The company said all five patients in the low-dose cohort had Factor IX (FIX) phenotypic features of severe or moderately-severe hemophilia including documented FIX levels less than 1% to 2% and required chronic treatment with prophylactic recombinant FIX (rFIX) therapy during the time of enrollment.
The first two patients have completed at least 20 and 12 weeks of follow up and showed FIX expression levels of 5.5% and 4.5%, respectively.
Three additional subjects had been dosed but did not achieve the full 12 weeks of follow up. Two of the three, though, met a secondary endpoint of discontinuing prophylactic rFIX depending on their FIX expression levels.
UniQure CEO Dan Soland said: "These preliminary topline results support our hypothesis that AAV5/FIX can deliver clinically meaningful expression levels of FIX for patients with hemophilia B."
The company has to date administered its AAV5-based gene therapies to 13 adult patients across two clinical trials in two different disease states, and through direct central nervous system administration in four children in a third study.

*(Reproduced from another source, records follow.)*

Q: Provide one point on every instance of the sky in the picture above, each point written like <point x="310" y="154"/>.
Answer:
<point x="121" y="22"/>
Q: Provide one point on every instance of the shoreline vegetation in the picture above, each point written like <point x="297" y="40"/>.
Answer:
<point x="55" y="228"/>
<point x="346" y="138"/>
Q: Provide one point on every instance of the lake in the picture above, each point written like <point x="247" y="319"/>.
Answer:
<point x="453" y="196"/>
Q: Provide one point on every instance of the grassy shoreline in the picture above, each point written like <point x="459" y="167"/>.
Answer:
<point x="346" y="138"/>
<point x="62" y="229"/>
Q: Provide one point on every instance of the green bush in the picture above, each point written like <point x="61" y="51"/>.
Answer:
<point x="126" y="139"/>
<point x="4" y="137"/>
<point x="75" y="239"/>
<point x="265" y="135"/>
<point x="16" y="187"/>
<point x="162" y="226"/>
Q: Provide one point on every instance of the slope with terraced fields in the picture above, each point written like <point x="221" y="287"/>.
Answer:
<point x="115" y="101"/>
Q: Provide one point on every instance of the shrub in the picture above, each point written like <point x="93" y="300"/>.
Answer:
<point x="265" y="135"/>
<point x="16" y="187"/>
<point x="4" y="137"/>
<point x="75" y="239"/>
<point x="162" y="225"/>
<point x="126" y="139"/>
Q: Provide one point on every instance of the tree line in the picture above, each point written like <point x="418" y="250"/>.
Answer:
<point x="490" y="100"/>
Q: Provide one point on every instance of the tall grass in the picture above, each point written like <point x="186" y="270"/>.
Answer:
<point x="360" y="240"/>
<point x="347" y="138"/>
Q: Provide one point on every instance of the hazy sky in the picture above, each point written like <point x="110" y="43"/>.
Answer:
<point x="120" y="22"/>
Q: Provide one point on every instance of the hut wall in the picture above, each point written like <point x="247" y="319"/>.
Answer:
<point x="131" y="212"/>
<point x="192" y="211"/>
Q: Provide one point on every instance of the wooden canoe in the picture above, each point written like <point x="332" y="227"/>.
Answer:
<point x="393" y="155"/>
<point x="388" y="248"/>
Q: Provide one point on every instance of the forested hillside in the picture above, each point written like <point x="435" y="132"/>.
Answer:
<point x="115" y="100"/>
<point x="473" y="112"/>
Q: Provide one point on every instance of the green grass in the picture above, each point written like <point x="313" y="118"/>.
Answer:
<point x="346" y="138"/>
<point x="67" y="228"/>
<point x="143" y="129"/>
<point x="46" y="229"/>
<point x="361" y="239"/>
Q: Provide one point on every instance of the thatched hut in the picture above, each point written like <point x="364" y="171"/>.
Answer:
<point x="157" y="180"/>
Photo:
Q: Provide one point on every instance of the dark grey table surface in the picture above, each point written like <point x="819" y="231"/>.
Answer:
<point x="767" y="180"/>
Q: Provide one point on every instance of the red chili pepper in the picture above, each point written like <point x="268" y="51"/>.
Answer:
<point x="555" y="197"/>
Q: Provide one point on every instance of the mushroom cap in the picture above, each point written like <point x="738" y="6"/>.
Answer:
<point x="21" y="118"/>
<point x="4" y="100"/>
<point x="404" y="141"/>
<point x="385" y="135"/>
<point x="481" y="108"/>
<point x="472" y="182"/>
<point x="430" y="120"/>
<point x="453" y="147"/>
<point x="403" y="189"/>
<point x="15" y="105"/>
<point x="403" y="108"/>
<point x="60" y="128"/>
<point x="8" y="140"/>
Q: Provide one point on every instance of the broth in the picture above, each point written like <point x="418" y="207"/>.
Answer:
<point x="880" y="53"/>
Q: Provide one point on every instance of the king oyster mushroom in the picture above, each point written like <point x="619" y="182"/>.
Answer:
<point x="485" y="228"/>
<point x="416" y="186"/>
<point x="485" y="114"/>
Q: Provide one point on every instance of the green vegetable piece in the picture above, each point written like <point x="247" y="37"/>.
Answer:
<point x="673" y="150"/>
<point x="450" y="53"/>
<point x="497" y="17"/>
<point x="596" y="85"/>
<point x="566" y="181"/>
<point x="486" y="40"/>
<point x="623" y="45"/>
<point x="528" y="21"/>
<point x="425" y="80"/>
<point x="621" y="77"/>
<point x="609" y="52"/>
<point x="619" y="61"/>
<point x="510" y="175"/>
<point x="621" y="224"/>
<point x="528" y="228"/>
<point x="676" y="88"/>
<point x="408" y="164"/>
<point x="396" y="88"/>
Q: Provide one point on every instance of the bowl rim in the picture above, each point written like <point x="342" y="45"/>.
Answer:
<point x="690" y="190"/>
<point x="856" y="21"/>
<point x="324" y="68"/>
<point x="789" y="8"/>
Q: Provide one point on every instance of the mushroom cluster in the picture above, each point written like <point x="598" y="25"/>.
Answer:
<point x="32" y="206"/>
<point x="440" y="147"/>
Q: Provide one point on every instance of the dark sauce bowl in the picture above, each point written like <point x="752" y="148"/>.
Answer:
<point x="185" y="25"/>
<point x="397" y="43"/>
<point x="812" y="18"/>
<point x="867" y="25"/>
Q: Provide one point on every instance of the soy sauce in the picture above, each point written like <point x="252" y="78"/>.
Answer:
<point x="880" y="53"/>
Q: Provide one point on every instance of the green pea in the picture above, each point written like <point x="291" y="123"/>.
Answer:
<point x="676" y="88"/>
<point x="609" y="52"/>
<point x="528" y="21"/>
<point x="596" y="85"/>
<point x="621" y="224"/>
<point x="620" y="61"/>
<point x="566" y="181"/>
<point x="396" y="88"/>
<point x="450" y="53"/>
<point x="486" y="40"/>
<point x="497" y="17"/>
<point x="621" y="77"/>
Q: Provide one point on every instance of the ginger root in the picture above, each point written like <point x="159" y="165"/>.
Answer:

UniQure plans to present the complete analysis of the data at a scientific conference in the second quarter of this year.
The company expects to start enrollment in the high-dose cohort this quarter after securing approval from the data monitoring committee.
AMT-060 features a codon-optimized wild type FIX gene and the LP1 liver promoter together with the AAV5 viral vector, manufactured using uniQure’s insect cell based manufacturing technology.
It is administered, without immunosuppressant therapy, via the peripheral vein in one treatment session for about half an hour.